China running illegal police operations on foreign soil

Initially started as a pilot scheme by police in Qingtian county, Zhejiang province, in 2019, the overseas stations were ostensibly set up to help Chinese nationals overseas with administrative tasks, the report said.
Representative image
Representative image

MADRID: China is carrying out illegal, transnational policing operations across five continents, targeting overseas critics of the Chinese Communist Party (CCP) with harassment, threats against their families back home and "persuasion" techniques to get them to go back, according to a recent report.

Chinese police are currently running at least 54 "overseas police service centers" in foreign countries, some of which work with law enforcement back home to run operations on foreign soil, the report from Safeguard Defenders said, RFA reported.

Initially started as a pilot scheme by police in Qingtian county, Zhejiang province, in 2019, the overseas stations were ostensibly set up to help Chinese nationals overseas with administrative tasks, the report said.

"But they also serve a far more sinister and wholly illegal purpose.
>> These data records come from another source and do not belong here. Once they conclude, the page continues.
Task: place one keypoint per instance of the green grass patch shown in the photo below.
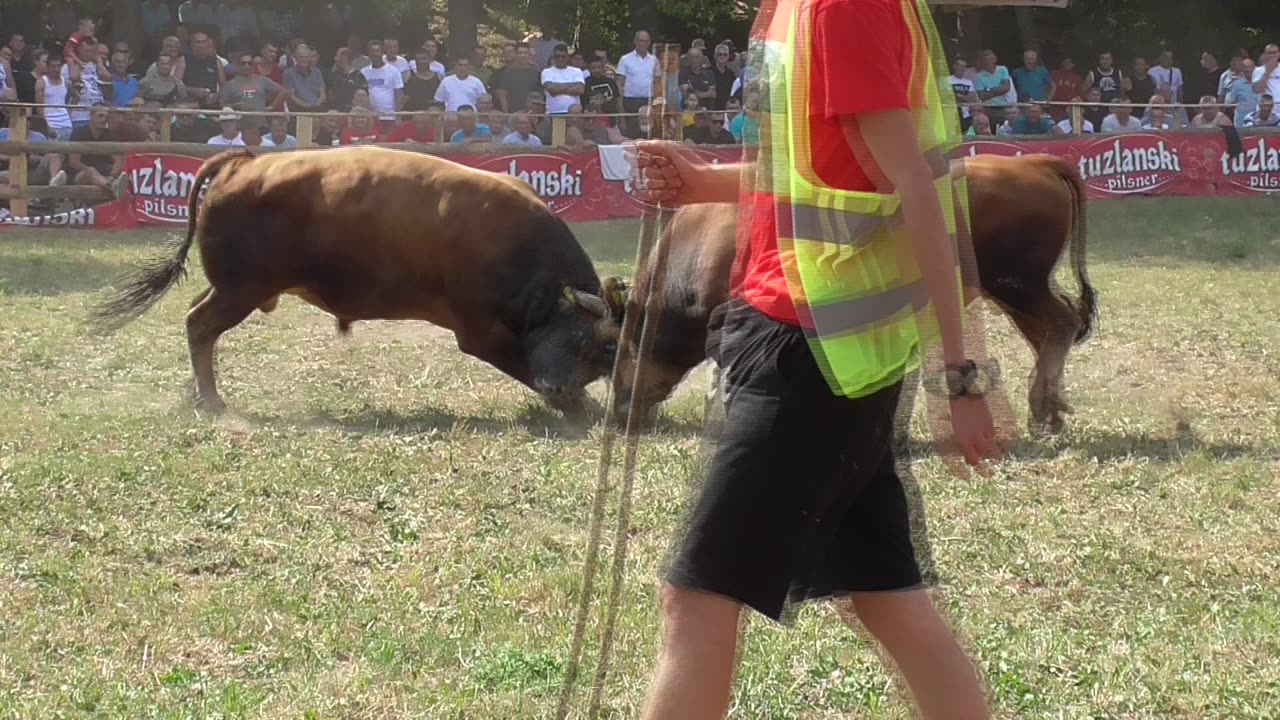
(387, 528)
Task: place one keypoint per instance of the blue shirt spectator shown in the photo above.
(123, 89)
(1032, 81)
(481, 131)
(1033, 122)
(1242, 95)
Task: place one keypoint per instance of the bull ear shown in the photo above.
(615, 291)
(586, 301)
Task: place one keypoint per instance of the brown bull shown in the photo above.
(374, 233)
(1023, 213)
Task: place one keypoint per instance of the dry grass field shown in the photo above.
(385, 528)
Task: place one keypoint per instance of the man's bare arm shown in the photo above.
(890, 136)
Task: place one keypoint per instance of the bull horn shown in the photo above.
(590, 302)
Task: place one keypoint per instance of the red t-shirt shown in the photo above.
(862, 62)
(411, 132)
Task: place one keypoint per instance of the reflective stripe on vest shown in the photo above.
(854, 277)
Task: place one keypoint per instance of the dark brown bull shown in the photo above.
(1023, 213)
(374, 233)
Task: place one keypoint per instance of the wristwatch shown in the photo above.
(963, 379)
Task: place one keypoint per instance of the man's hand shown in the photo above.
(670, 173)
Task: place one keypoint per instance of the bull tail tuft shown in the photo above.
(155, 277)
(1087, 305)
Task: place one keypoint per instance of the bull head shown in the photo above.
(616, 291)
(593, 304)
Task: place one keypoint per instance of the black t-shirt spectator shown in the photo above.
(519, 82)
(1142, 91)
(346, 86)
(698, 82)
(199, 131)
(420, 92)
(723, 85)
(1095, 114)
(201, 72)
(100, 163)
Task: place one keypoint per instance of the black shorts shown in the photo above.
(801, 500)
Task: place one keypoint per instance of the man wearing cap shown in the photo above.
(635, 74)
(229, 123)
(848, 278)
(535, 106)
(517, 82)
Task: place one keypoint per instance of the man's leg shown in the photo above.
(940, 674)
(696, 664)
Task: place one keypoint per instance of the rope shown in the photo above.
(652, 238)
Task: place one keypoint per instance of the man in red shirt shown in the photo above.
(803, 500)
(71, 49)
(1068, 85)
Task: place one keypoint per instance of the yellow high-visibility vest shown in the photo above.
(850, 267)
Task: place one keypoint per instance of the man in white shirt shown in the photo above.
(279, 136)
(635, 74)
(461, 87)
(385, 86)
(524, 132)
(1266, 76)
(563, 85)
(1265, 117)
(1121, 118)
(231, 135)
(964, 90)
(1166, 76)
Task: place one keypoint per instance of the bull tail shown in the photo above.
(1087, 305)
(155, 277)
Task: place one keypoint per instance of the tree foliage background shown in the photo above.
(1127, 27)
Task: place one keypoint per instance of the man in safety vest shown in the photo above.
(848, 272)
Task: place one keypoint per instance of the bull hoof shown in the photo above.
(210, 405)
(568, 404)
(1051, 425)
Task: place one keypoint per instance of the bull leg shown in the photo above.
(1033, 327)
(1050, 327)
(1061, 324)
(215, 314)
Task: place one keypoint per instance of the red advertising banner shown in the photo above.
(595, 186)
(160, 185)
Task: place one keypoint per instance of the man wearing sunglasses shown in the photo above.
(848, 277)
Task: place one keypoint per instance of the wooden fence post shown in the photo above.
(558, 130)
(306, 136)
(18, 163)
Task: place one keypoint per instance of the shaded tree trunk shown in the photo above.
(1027, 32)
(24, 17)
(127, 24)
(970, 36)
(462, 17)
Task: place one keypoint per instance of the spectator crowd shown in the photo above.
(228, 63)
(995, 100)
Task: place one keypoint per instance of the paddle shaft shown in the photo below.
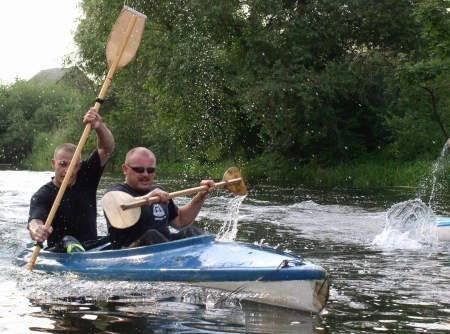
(140, 201)
(84, 137)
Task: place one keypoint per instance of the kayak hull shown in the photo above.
(259, 273)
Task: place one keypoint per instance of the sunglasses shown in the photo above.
(141, 170)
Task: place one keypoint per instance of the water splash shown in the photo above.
(435, 188)
(409, 225)
(228, 230)
(412, 224)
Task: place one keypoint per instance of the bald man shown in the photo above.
(152, 227)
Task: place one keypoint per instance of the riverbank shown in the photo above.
(362, 175)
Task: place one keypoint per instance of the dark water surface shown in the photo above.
(375, 287)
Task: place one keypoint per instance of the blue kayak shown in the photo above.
(264, 274)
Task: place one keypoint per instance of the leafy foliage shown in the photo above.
(308, 83)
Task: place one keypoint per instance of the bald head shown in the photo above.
(139, 153)
(139, 168)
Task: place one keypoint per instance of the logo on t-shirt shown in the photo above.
(158, 212)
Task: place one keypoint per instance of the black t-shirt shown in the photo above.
(155, 216)
(77, 212)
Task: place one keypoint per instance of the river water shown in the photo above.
(383, 286)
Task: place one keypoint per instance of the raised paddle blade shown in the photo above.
(238, 188)
(117, 217)
(129, 23)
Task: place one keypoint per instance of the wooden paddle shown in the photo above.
(123, 42)
(123, 210)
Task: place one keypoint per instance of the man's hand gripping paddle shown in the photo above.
(123, 42)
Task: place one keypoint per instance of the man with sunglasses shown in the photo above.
(75, 221)
(153, 224)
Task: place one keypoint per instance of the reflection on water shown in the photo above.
(373, 288)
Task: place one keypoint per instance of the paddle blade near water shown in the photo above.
(238, 188)
(117, 217)
(125, 37)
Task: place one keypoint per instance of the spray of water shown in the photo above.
(413, 223)
(228, 230)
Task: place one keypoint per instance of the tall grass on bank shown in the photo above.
(371, 174)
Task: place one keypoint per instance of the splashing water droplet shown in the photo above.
(228, 230)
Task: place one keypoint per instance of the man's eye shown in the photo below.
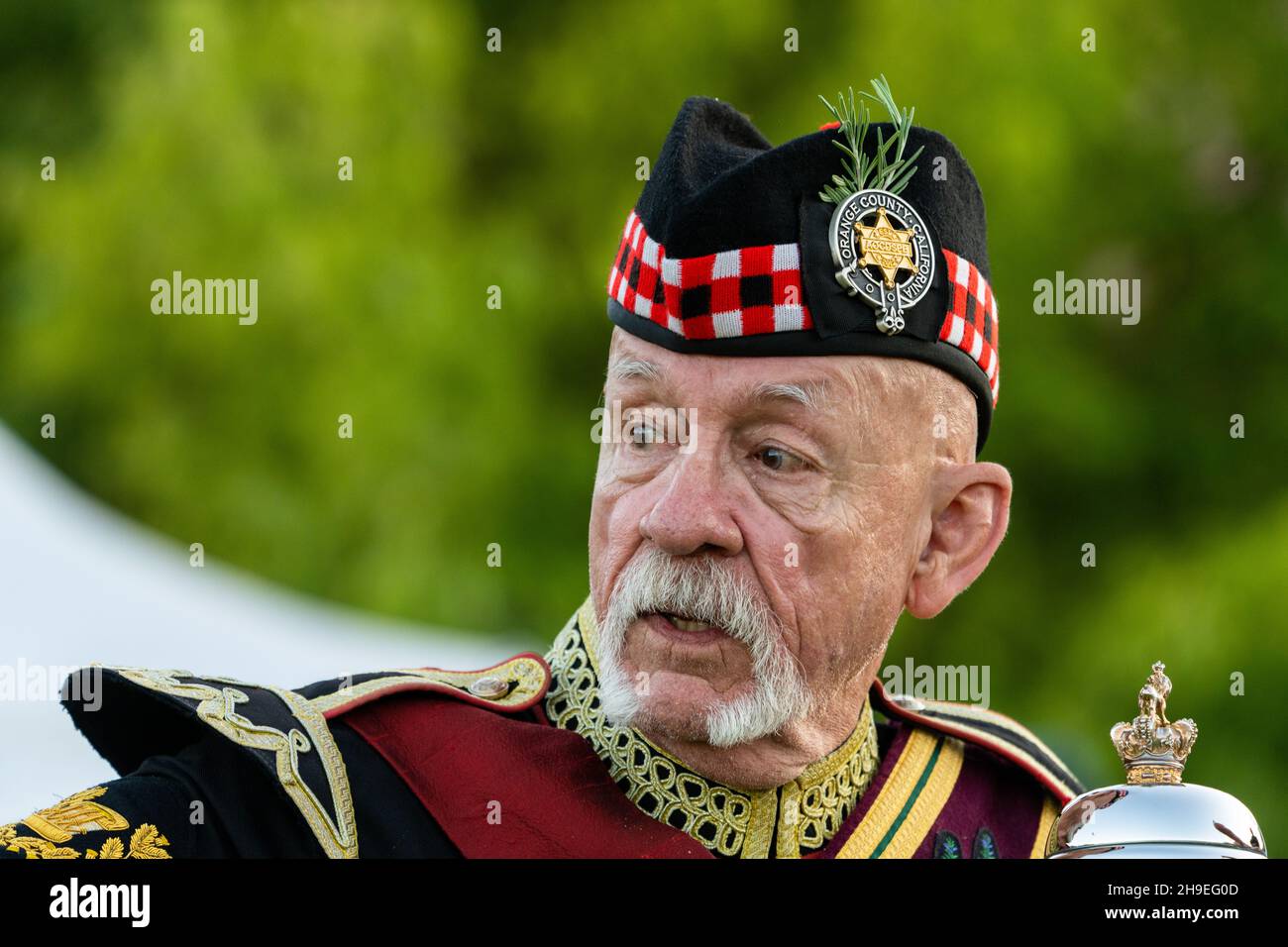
(640, 433)
(778, 459)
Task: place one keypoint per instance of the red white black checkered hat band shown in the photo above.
(754, 290)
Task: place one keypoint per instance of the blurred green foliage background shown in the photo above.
(516, 169)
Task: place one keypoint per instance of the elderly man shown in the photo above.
(820, 321)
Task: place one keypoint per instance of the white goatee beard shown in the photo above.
(706, 590)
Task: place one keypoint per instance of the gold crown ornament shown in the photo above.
(1154, 814)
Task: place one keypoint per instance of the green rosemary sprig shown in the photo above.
(881, 170)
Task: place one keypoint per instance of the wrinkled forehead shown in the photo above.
(832, 385)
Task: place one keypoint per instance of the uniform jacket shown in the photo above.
(515, 761)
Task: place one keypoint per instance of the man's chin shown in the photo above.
(678, 707)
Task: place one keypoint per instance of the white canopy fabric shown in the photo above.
(80, 583)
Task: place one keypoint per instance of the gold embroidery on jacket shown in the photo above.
(218, 707)
(786, 822)
(75, 815)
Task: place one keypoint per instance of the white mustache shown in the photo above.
(698, 589)
(707, 590)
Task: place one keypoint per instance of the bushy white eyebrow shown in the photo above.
(629, 368)
(811, 394)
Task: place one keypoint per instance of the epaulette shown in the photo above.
(986, 728)
(282, 731)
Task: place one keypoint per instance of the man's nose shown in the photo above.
(695, 512)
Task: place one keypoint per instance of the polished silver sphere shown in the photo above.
(1155, 821)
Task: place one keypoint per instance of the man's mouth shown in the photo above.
(684, 628)
(687, 624)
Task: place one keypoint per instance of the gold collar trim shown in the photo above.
(785, 822)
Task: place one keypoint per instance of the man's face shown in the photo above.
(754, 571)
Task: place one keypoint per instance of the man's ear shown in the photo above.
(970, 506)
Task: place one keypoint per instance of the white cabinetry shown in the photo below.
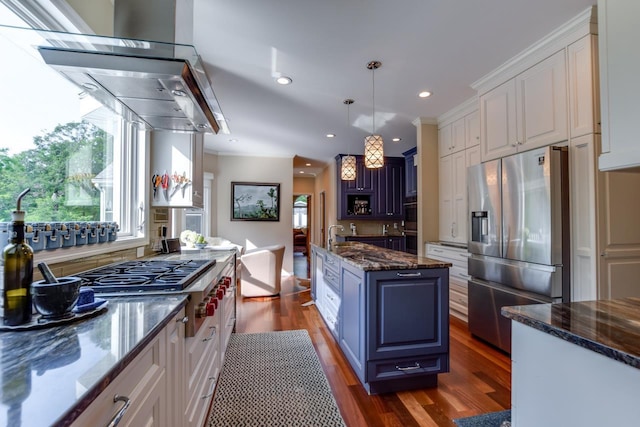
(526, 112)
(584, 108)
(203, 365)
(177, 162)
(452, 176)
(472, 129)
(458, 276)
(458, 135)
(453, 198)
(176, 387)
(620, 91)
(143, 383)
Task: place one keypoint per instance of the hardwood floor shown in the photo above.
(479, 381)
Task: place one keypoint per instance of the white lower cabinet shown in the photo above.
(138, 394)
(172, 381)
(458, 305)
(203, 365)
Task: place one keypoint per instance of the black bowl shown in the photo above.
(55, 300)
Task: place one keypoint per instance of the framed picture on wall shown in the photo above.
(255, 201)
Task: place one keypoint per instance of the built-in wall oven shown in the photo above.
(411, 225)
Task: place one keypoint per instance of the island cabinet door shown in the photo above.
(408, 313)
(351, 332)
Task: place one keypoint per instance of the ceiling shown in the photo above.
(437, 45)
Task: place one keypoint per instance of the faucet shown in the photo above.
(329, 241)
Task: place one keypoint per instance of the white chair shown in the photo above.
(261, 271)
(220, 243)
Some official anecdotes of official operations explicitly cite the active involvement of Hometown Associations on the ground in tracking and pursuing targets indicated by [police or public prosecutors in China]," the report said.

Hometown Associations are community based groups of people from the same town in China, and are connected to the hierarchy of the CCP's United Front Work Department, which runs outreach and influence operations both in China and overseas, RFA reported.

One of the key operations the service centers are involved in is the "persuasion to return" process, in which pressure is brought to bear on activists overseas using threats and retaliation against their loved ones back in China.

"In the mere 15 months between April 2021 and July 2022 alone, a staggering 230,000 Chinese nationals were returned to face potential criminal charges in China through these methods, which often include threats and harassment to family members back home or directly to the target abroad either through online or physical means," Safeguard Defenders said.

The "persuasion to return" campaign was rolled out as a pilot project across 10 provinces in 2018, and official guidelines include denying targets' children the right to education in China, or targeting their family members for harassment.

"The combination of an absolute absence of minimal judicial safeguards for the target and the association by guilt methods employed on their families, as well as the illegal methods adopted to circumvent official international cooperation mechanisms and the use of United Front Work-related organizations abroad to aid in such efforts, pose a most grave risk to the international rule of law and territorial sovereignty," the report found, RFA reported.